Herein, both FCFP6 and ECFP4 fingerprints were adopted to represent all ingredients and drugs since it was previously reported that the circular fingerprint, especially the FCFP6 and ECFP4, show better performance in TCM ingredient similarity search [33, 34]. As a common measure method for 2D similarity, Tanimoto coefficient (Tc) was applied to define chemical structural similarity between comparative individuals. Moreover, Tc = 0.85 and Tc = 0.5 were taken respectively as the thresholds to indicate high and medium similarities between query molecules and drugs. Finally, the structural similarities between comparatives were determined by the intersection of similarity results by comparing the two results and adopting the lower level of classification as the final similarity outcome for the two conflicting results. Calculation of fingerprints and chemical similarity was performed using CDK Fingerprints and Similarity Search node of Knime (version 3.7.2), respectively [35].

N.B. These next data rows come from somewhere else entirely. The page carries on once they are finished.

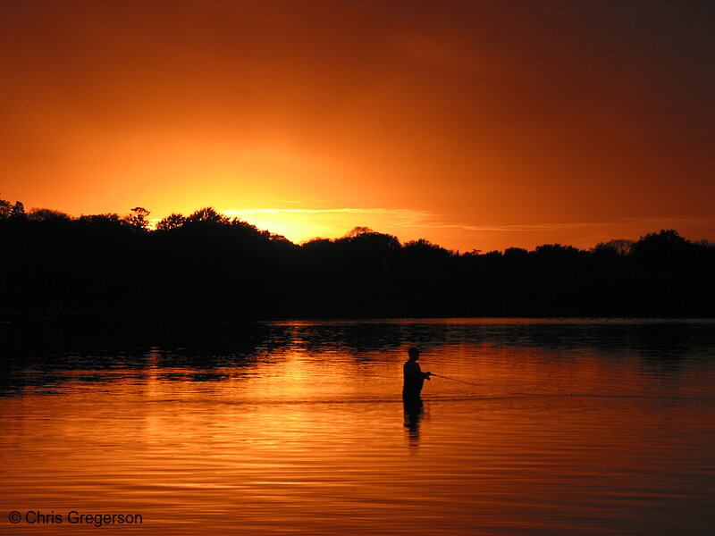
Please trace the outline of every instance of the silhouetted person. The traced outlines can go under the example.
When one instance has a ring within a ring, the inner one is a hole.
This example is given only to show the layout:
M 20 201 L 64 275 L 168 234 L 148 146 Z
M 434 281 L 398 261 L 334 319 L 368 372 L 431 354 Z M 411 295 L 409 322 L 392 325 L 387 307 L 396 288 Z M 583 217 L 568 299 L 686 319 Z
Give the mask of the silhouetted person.
M 405 400 L 419 400 L 419 394 L 422 392 L 422 384 L 425 380 L 429 380 L 432 373 L 423 373 L 419 368 L 417 359 L 419 359 L 419 350 L 412 347 L 408 350 L 409 359 L 405 363 L 403 368 L 404 383 L 402 384 L 402 398 Z M 419 400 L 421 402 L 421 400 Z
M 411 398 L 405 397 L 402 400 L 405 409 L 405 431 L 408 432 L 409 446 L 416 448 L 419 445 L 419 423 L 425 413 L 422 398 L 417 395 Z

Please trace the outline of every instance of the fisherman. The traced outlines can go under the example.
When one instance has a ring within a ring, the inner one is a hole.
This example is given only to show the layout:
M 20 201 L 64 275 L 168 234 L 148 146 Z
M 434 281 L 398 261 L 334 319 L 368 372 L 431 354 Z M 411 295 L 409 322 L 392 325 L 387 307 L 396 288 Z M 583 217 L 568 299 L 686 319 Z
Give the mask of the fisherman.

Functionalities - mechanism exploration of TCM herbs
To achieve Mechanism exploration of TCM herbs, TCMSID provided TCM simplification for clarifying mechanisms, including two key steps of key ingredients filtering and target identification (Fig. 3). The key ingredients, as the fundamental material basis of TCM, refer to several ingredients that are available to replace a TCM to exert effective pharmacological activity to a certain extent. Key ingredients should have the characteristics of high activity and content. In addition, favorable pharmacokinetic and physicochemical properties should be exhibited to exert potential biological effects. Moreover, given the significant role of molecular structure in pharmacological activity, the structural characteristics and reliability of herbal ingredients should be considered as well. TCMSID provided integrative information for each herbal ingredient, including significance degree, ADME/T and physicochemical properties, structural reliability, structural characteristics, etc. The key ingredients can be filtered in a custom way by setting the threshold range of the above information, according to details of parameters and filtering criteria provided by TCMSID.
Reliable target proteins are the core of mechanism research to promote the modernization of TCM herbs. In recent years, in-silico target prediction methods have been regarded as an effective alternative to experimental target identification methods due to its convenience and less time-consuming properties. However, a single target prediction method is more likely leading to inaccurate offset results. It is more beneficial to combine these target prediction methods to take different theoretical foundations into account.
To explore the mechanisms of TCM herbs, the reliable targets of key ingredients can be obtained and aggregated by carrying out multi-tool target prediction. According to the occurrence frequency parameter and detailed target information provided by TCMSID, the potential targets of TCM herbs to exert pharmacological effects can be screened out as well. In addition, TCMSID provides ingredient-related drug information, such as the therapeutic effects and known targets of the drugs being connected, to bridge the gap between TCM herbs and modern drugs through chemical similarity calculation. Finally, the mechanism of action of herbal ingredients can be inferred according to the multilevel herb-ingredient-target-drug network constructed on the network visualization interface.